Package Configurations

Package configurations are a mechanism for dynamically changing properties of your IS objects and

components at run-time using values that are stored externally to the package.

Properties for variables (e.g. values, name, read-only, expression etc.), event handlers (e.g. error

handling, system error variables etc.), connection managers (connection string, security parameters

etc.), logging (e.g. events, description) and other general (e.g. checkpoint usage, failure recovery,

version control, access etc.) are easily configurable in SSIS by using the package configuration wizard.

During run-time, SSIS applies the configurations to the package based on the method and its order

created in the wizard.

SSIS provides a number of methods to store and pass these values to a package:

SQL Server

XML file

Environment variable

Registry settings

Parent Package Variable

Each method should be used as described below.

SQL Server

This is a form of a direct configuration method. It is the recommended way to store most of your

package configuration values. SSIS stores the values in a table with a default schema at a package,

property and value grain.

The developer has flexibility and control over the configurations as it can easily modify the configuration

values prior to run-time (e.g. date range for which the package should run for). The package itself has

control over the configurations during run-time as it can easily modify the property values (e.g. the

global error count variable whenever an error is encountered by any packages in the solution) with an

update to the configuration table.

Use a variable to store the connection string to the configuration table database for a connection

manager. You would then only need to update this variable value by using an indirect configuration

method to specify the table connection properties.

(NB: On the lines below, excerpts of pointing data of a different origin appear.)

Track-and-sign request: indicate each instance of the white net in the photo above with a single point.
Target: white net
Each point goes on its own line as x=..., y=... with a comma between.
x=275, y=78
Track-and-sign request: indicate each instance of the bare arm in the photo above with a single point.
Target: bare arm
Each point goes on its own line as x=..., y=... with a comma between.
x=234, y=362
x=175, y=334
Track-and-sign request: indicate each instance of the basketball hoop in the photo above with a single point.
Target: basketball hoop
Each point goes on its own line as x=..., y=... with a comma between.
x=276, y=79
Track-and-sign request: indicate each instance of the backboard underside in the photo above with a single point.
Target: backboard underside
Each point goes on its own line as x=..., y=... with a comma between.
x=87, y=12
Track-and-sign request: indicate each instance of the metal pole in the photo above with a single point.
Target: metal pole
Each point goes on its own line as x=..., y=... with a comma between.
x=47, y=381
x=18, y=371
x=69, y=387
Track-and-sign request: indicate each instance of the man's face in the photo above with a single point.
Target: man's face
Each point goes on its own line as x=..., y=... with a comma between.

By storing values in a SQL Server table, we have a central repository to review and modify variable

values and package properties without performing the tedious task of opening the package, modifying

the values or property within the package and re-deploying the package.

XML File

An effective direct method for storing configurations as well but more complicated to modify

configurations during run-time. Each package of a solution can have its configurations in one file

allowing a central location to change package properties.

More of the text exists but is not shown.